So far, something pretty big is missing from Labour’s historic landslide: voters. Keir Starmer is set to win 64 per cent of the seats but on only 34 per cent of the votes. Labour in 2024 has achieved just 1.5 percentage points higher than the Jeremy Corbyn calamity in 2019 – and less than Corbyn managed in 2017. A split in the right has seen the Tory vote share drop from 44 to 24 per cent, but most of that went to Reform (on 14 per cent). Labour’s huge majority disguises one of the smallest – if not the smallest – vote share won by any postwar governing party. Let’s look at the share of the vote by election-winning parties.

Starmer is among the least electorally popular prime ministers. So it seems he has won a landslide majority with a significantly smaller vote share than that with which Theresa May lost her majority in 2017.

Where Starmer has done well is the translation of votes to seats: the Nigel Farage effect. Seldom has the first-past-the-post system been kinder to any governing party other than to Labour – that is to say, never has a modern governing party won so many seats with so few votes.

As you may expect, the Tory vote share is far lower than at any time in its history – the party lost its deposit in 30 seats. Liz Truss is gone. But when it comes to Labour vote shares, the result is middle-of-the-road.

So Starmer has won, but there has been no sea change. No meteor.

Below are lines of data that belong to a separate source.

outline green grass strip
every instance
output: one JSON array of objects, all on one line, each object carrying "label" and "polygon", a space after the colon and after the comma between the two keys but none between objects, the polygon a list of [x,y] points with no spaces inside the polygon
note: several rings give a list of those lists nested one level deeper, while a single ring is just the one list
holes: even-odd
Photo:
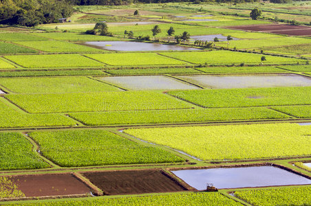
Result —
[{"label": "green grass strip", "polygon": [[169,94],[206,107],[310,104],[311,87],[174,91]]},{"label": "green grass strip", "polygon": [[61,166],[184,161],[169,152],[142,146],[105,130],[34,132],[29,135],[40,144],[43,156]]},{"label": "green grass strip", "polygon": [[239,124],[130,128],[144,141],[203,160],[273,158],[311,154],[311,127],[297,124]]},{"label": "green grass strip", "polygon": [[0,170],[40,169],[49,165],[32,151],[32,145],[21,134],[0,133]]},{"label": "green grass strip", "polygon": [[288,118],[266,108],[178,109],[70,113],[86,125],[161,124]]},{"label": "green grass strip", "polygon": [[[18,205],[18,204],[17,204]],[[74,201],[63,199],[57,201],[44,201],[36,203],[23,203],[23,205],[211,205],[239,206],[242,204],[219,192],[173,194],[137,197],[94,198],[88,198]]]},{"label": "green grass strip", "polygon": [[30,113],[67,113],[188,108],[193,105],[153,91],[110,91],[60,94],[7,95]]},{"label": "green grass strip", "polygon": [[253,205],[310,205],[311,187],[253,190],[235,194]]},{"label": "green grass strip", "polygon": [[[237,52],[230,51],[187,52],[160,53],[166,56],[185,60],[194,64],[233,64],[233,63],[261,63],[262,54]],[[266,62],[297,62],[302,60],[273,56],[265,56]]]},{"label": "green grass strip", "polygon": [[272,108],[298,118],[311,117],[311,105],[274,106]]},{"label": "green grass strip", "polygon": [[6,58],[27,68],[103,67],[104,65],[79,54],[6,56]]},{"label": "green grass strip", "polygon": [[17,93],[54,93],[119,91],[87,77],[0,78],[0,85]]}]

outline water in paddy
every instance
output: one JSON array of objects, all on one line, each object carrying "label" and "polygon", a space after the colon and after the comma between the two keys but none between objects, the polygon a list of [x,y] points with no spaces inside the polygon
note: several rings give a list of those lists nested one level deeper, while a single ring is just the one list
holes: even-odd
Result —
[{"label": "water in paddy", "polygon": [[162,76],[131,76],[103,77],[100,80],[133,89],[195,89],[198,87]]},{"label": "water in paddy", "polygon": [[311,122],[303,122],[303,123],[298,123],[299,125],[311,125]]},{"label": "water in paddy", "polygon": [[311,86],[310,78],[296,74],[193,75],[177,77],[211,89]]},{"label": "water in paddy", "polygon": [[[217,37],[219,41],[227,41],[227,36],[223,36],[222,34],[213,34],[213,35],[204,35],[204,36],[191,36],[191,38],[194,40],[201,40],[201,41],[214,41],[214,38]],[[237,38],[231,37],[232,40],[239,40]]]},{"label": "water in paddy", "polygon": [[309,163],[304,163],[303,164],[304,164],[305,165],[306,165],[306,166],[308,166],[308,167],[309,167],[309,168],[311,168],[311,162],[309,162]]},{"label": "water in paddy", "polygon": [[311,180],[272,166],[171,171],[198,190],[213,183],[217,189],[308,185]]},{"label": "water in paddy", "polygon": [[210,19],[189,19],[181,21],[218,21],[218,20]]},{"label": "water in paddy", "polygon": [[98,49],[120,52],[198,50],[195,48],[182,46],[133,41],[88,41],[85,42],[84,45]]}]

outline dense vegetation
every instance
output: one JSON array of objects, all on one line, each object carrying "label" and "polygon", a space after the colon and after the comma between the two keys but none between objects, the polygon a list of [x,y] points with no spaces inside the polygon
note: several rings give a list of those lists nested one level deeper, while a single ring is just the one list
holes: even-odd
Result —
[{"label": "dense vegetation", "polygon": [[56,23],[69,17],[72,6],[65,0],[2,0],[0,2],[0,22],[34,26]]},{"label": "dense vegetation", "polygon": [[29,135],[39,143],[43,155],[65,167],[184,161],[105,130],[34,132]]}]

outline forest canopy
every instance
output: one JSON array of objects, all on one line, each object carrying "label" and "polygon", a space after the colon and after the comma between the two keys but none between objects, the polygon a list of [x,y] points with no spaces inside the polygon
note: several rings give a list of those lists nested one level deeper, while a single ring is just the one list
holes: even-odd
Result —
[{"label": "forest canopy", "polygon": [[56,23],[72,12],[72,5],[65,0],[0,0],[2,24],[34,26]]}]

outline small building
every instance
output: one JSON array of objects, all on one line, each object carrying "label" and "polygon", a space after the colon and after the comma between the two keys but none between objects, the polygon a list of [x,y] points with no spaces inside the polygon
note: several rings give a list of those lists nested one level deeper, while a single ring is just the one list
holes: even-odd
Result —
[{"label": "small building", "polygon": [[65,23],[65,22],[67,22],[67,18],[58,19],[58,22],[59,23]]}]

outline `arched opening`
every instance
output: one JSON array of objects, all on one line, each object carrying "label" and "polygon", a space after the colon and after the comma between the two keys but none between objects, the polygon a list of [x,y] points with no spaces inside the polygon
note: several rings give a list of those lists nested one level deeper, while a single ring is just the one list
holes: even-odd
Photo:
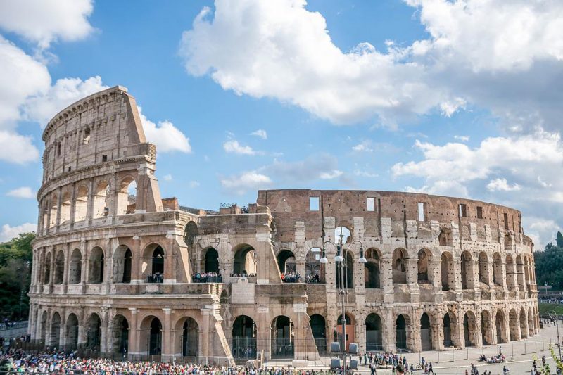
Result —
[{"label": "arched opening", "polygon": [[473,259],[469,251],[461,256],[462,289],[473,288]]},{"label": "arched opening", "polygon": [[110,196],[110,186],[106,181],[101,181],[96,186],[94,191],[94,205],[92,205],[92,217],[98,219],[106,217],[109,215],[108,198]]},{"label": "arched opening", "polygon": [[51,281],[51,253],[45,257],[45,273],[43,274],[43,284],[49,284]]},{"label": "arched opening", "polygon": [[205,272],[219,274],[219,252],[213,248],[208,248],[205,251],[205,261],[203,265]]},{"label": "arched opening", "polygon": [[426,312],[420,317],[420,342],[423,351],[432,350],[432,326]]},{"label": "arched opening", "polygon": [[113,282],[130,283],[133,253],[126,245],[120,245],[113,252]]},{"label": "arched opening", "polygon": [[[52,215],[52,213],[51,213]],[[51,217],[52,219],[52,217]],[[70,193],[65,191],[61,198],[61,224],[70,221]]]},{"label": "arched opening", "polygon": [[[454,317],[454,319],[450,317],[450,314]],[[448,312],[444,315],[443,319],[443,336],[444,336],[444,348],[449,348],[453,346],[453,341],[452,340],[452,331],[455,329],[454,321],[455,315],[451,312]]]},{"label": "arched opening", "polygon": [[57,252],[55,258],[55,284],[63,284],[65,277],[65,253],[62,250]]},{"label": "arched opening", "polygon": [[493,255],[493,282],[495,285],[502,286],[503,279],[502,260],[500,258],[500,254],[495,253]]},{"label": "arched opening", "polygon": [[86,329],[87,348],[94,351],[99,350],[101,338],[101,319],[97,314],[90,315]]},{"label": "arched opening", "polygon": [[78,348],[78,318],[71,313],[66,319],[65,351],[76,350]]},{"label": "arched opening", "polygon": [[496,326],[497,343],[507,342],[506,337],[506,326],[505,325],[505,314],[502,310],[498,310],[495,317],[495,326]]},{"label": "arched opening", "polygon": [[442,290],[451,291],[455,288],[455,277],[452,255],[444,251],[440,258],[440,272],[442,279]]},{"label": "arched opening", "polygon": [[[335,262],[337,288],[352,289],[354,288],[354,261],[350,252],[346,253],[346,263]],[[342,284],[343,281],[343,284]]]},{"label": "arched opening", "polygon": [[407,322],[403,314],[395,321],[395,345],[397,349],[407,349]]},{"label": "arched opening", "polygon": [[308,283],[324,283],[324,267],[319,262],[321,259],[321,249],[312,248],[307,252],[305,257],[305,280]]},{"label": "arched opening", "polygon": [[315,344],[319,354],[327,352],[327,322],[322,315],[315,314],[311,315],[309,321],[311,326],[311,332],[315,339]]},{"label": "arched opening", "polygon": [[279,315],[272,322],[272,358],[293,357],[293,324],[289,317]]},{"label": "arched opening", "polygon": [[407,283],[406,253],[402,248],[393,252],[393,284]]},{"label": "arched opening", "polygon": [[255,276],[256,260],[254,248],[242,244],[236,246],[233,262],[233,273],[235,276]]},{"label": "arched opening", "polygon": [[428,282],[429,279],[429,263],[432,254],[427,249],[422,249],[418,252],[418,273],[417,280],[419,283]]},{"label": "arched opening", "polygon": [[256,359],[256,324],[246,315],[236,317],[233,323],[232,355],[236,360]]},{"label": "arched opening", "polygon": [[282,250],[277,255],[277,265],[282,274],[295,273],[295,255],[289,250]]},{"label": "arched opening", "polygon": [[101,248],[94,248],[90,253],[89,279],[90,284],[103,282],[104,255]]},{"label": "arched opening", "polygon": [[[346,314],[344,318],[344,325],[346,325],[346,337],[345,340],[344,346],[346,348],[346,351],[348,351],[350,347],[350,343],[355,343],[355,333],[354,332],[354,322],[353,318]],[[336,337],[334,338],[335,341],[338,341],[342,345],[342,314],[339,315],[338,319],[336,319]]]},{"label": "arched opening", "polygon": [[182,355],[196,361],[199,350],[199,327],[194,318],[188,317],[182,328]]},{"label": "arched opening", "polygon": [[481,337],[483,345],[491,345],[493,343],[493,331],[491,325],[491,314],[484,310],[481,312]]},{"label": "arched opening", "polygon": [[125,215],[134,213],[137,201],[137,182],[132,177],[127,177],[121,181],[118,191],[116,214]]},{"label": "arched opening", "polygon": [[82,279],[82,253],[80,249],[72,250],[69,266],[68,284],[80,284]]},{"label": "arched opening", "polygon": [[365,318],[365,348],[368,352],[383,349],[381,318],[372,312]]},{"label": "arched opening", "polygon": [[475,333],[476,333],[476,324],[475,315],[473,312],[468,311],[463,316],[463,338],[465,341],[465,346],[475,346]]},{"label": "arched opening", "polygon": [[78,188],[75,199],[75,222],[85,220],[88,213],[88,189],[84,185]]},{"label": "arched opening", "polygon": [[506,256],[506,286],[510,291],[516,290],[516,272],[514,270],[514,262],[512,257]]},{"label": "arched opening", "polygon": [[334,241],[336,243],[350,243],[352,242],[352,236],[350,229],[346,227],[336,227],[334,229]]},{"label": "arched opening", "polygon": [[364,264],[364,282],[366,288],[377,289],[381,287],[379,252],[376,248],[369,248],[365,252],[367,262]]},{"label": "arched opening", "polygon": [[50,346],[58,347],[61,343],[61,315],[58,314],[58,312],[55,312],[51,319],[51,335],[49,338]]},{"label": "arched opening", "polygon": [[123,315],[115,315],[112,322],[113,352],[126,354],[129,351],[129,322]]},{"label": "arched opening", "polygon": [[488,285],[488,257],[484,251],[479,253],[479,282]]}]

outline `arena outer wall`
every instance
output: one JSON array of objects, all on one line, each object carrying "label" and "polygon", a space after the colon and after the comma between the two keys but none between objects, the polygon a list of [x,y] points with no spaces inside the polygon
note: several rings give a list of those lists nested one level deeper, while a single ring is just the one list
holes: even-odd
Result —
[{"label": "arena outer wall", "polygon": [[[121,87],[59,113],[43,140],[29,325],[39,345],[132,360],[317,360],[341,332],[336,247],[325,241],[348,231],[347,345],[462,348],[538,331],[533,245],[516,210],[316,190],[260,191],[248,209],[183,208],[161,198],[156,146]],[[194,282],[206,271],[222,282]],[[283,283],[284,271],[301,282]]]}]

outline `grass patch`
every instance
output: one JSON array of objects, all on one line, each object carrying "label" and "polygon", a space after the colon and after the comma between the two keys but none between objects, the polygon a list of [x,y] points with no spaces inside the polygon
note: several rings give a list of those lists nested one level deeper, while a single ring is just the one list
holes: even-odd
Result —
[{"label": "grass patch", "polygon": [[555,311],[555,314],[563,315],[563,305],[538,303],[538,310],[540,310],[540,314],[547,314],[548,311]]}]

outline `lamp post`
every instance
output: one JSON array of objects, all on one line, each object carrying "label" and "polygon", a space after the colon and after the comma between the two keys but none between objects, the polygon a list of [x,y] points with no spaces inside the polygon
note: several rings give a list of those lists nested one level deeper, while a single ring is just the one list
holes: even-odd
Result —
[{"label": "lamp post", "polygon": [[563,357],[561,356],[561,338],[559,337],[559,315],[554,311],[550,310],[548,312],[550,317],[555,317],[555,326],[557,327],[557,347],[559,348],[559,359],[562,360]]},{"label": "lamp post", "polygon": [[[350,234],[351,236],[351,234]],[[334,257],[334,261],[336,262],[336,267],[338,269],[340,270],[340,283],[338,282],[339,279],[339,274],[336,274],[336,289],[338,289],[339,294],[341,297],[341,301],[342,303],[342,316],[341,316],[341,324],[342,324],[342,346],[341,350],[342,351],[342,365],[344,374],[346,374],[346,307],[345,307],[345,295],[348,294],[348,251],[350,249],[350,246],[353,243],[360,243],[360,259],[358,262],[360,263],[365,263],[367,260],[364,257],[364,248],[363,244],[360,241],[355,240],[352,242],[349,243],[346,248],[343,249],[343,239],[344,237],[343,234],[342,233],[342,229],[341,229],[340,234],[339,235],[339,240],[336,243],[331,241],[325,241],[322,244],[322,258],[319,260],[319,262],[327,264],[329,262],[329,260],[327,259],[327,253],[324,249],[324,246],[327,243],[329,243],[336,248],[336,256]],[[346,285],[345,285],[346,282]]]}]

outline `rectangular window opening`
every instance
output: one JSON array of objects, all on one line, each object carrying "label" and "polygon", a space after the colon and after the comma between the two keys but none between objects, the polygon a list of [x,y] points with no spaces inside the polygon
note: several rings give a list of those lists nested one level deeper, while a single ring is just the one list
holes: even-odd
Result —
[{"label": "rectangular window opening", "polygon": [[424,203],[423,202],[418,203],[418,221],[424,221]]},{"label": "rectangular window opening", "polygon": [[366,206],[367,211],[375,211],[375,198],[368,197],[366,201]]},{"label": "rectangular window opening", "polygon": [[319,197],[310,196],[309,197],[309,210],[318,211],[319,210]]}]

There’s just Farage – who enters parliament with just three other MPs. His main effect in this election has been to deliver seats to the left due to vote-splitting. Jacob Ress-Mogg was the highest profile of at least 145 Tories who would have won had Reform voters gone to the conservatives. To most Farage voters, of course, more LibDem MPs is a price worth paying to give the Tories a kicking – and that mission has most certainly been accomplished. But all told, this looks far more an election that the Tories have lost than one which Labour has won.